FreeIPA clusters are in an unreachable state
Incident Report for Cloudera
Postmortem

On February 14, 2024, a scheduled monthly Kubernetes maintenance activity unintentionally caused a 30-minute outage for the FreeIPA service within the Control Plane. While the service itself remained functional on workloads, the issue stemmed from a bug introduced during the maintenance. This bug impacted the Inverting Proxy component, responsible for facilitating communication between the Control Plane and workloads, leading to the temporary disruption.

The team promptly identified and rectified the bug, restoring full service approximately within 30 minutes. Additionally, we have implemented corrective measures within the maintenance automation to prevent similar occurrences in the future.
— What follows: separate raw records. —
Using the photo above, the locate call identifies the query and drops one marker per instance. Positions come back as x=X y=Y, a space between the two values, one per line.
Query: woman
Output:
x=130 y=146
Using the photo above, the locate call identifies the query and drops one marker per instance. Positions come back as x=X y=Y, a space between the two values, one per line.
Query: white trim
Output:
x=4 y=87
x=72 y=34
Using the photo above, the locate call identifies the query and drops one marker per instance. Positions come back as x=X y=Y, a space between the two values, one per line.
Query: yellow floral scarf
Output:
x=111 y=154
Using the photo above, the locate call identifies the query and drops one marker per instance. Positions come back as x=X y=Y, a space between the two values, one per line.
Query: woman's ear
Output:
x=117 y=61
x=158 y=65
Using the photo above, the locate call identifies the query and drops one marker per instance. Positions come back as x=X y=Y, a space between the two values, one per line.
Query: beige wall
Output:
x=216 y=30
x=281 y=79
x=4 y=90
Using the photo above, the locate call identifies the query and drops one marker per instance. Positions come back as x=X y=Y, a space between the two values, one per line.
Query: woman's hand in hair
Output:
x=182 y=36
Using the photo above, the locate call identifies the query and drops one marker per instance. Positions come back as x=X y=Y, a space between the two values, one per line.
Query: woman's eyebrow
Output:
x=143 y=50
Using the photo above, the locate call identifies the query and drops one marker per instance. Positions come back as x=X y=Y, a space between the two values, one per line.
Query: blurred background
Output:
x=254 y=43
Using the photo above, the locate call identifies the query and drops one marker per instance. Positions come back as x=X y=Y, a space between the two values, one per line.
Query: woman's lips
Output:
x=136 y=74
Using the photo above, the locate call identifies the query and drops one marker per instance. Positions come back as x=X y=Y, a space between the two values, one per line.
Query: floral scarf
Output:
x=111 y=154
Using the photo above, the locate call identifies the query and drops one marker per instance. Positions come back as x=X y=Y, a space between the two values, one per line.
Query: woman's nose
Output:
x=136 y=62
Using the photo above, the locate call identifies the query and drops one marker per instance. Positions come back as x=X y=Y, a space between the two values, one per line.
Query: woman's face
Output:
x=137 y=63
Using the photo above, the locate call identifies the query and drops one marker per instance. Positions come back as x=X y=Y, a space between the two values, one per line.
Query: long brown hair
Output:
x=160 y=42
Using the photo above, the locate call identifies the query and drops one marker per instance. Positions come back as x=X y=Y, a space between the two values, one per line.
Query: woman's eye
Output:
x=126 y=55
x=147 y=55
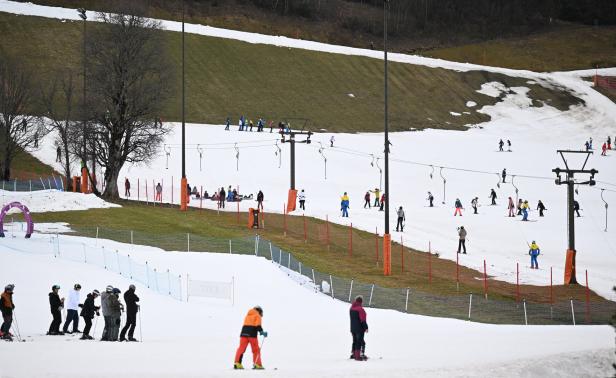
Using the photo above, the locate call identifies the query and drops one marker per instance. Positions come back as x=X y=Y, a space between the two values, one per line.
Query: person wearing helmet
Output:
x=88 y=309
x=250 y=330
x=106 y=312
x=359 y=327
x=6 y=307
x=72 y=307
x=115 y=311
x=56 y=304
x=131 y=299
We sincerely apologize for the inconvenience this incident may have caused.

Posted Feb 24, 2024 - 02:07 UTC

Resolved
Current Status: Our teams have confirmation that the solution implemented has addressed the issue. If you continue to experience issues please raise a support case with us.

A root cause analysis (RCA) will be published within seven business days.

Customer Experience: Customers may observe FreeIPA service in an unreachable status.

Incident Start time: ~10:53 UTC Feburary 14th, 2024
Posted Feb 14, 2024 - 17:50 UTC
Monitoring
Current Status: Our teams have identified the source of the issue and have implemented a solution which is under monitoring.
We will have another update within 60 mins.
Customer Experience: Customer may observe FreeIPA service in an unreachable status.
Incident Start time: ~10:53 UTC Feburary 14th, 2024
Posted Feb 14, 2024 - 16:54 UTC
Identified
Current Status: Our teams have identified the source of the issue.
We are working on developing and implementing a solution to restore the service(s).
We will have another update within 60 mins.

Customer Experience: Customer may observe FreeIPA service in an unreachable status.

Incident Start time: ~10:53 UTC Feburary 14th, 2024
Posted Feb 14, 2024 - 16:26 UTC
Update
We are continuing to investigate this issue.
Posted Feb 14, 2024 - 16:19 UTC
Investigating
Current Status: We are currently investigating a potential issue with the FreeIPA service.
Customer Experience: Customer may observe FreeIPA service in an unreachable status.
Posted Feb 14, 2024 - 16:05 UTC
This incident affected: Cloudera Data Platform (US) (DataFlow, Data Engineering, Data Warehouse, Operational Database, Machine Learning, Data Hub, Data Catalog).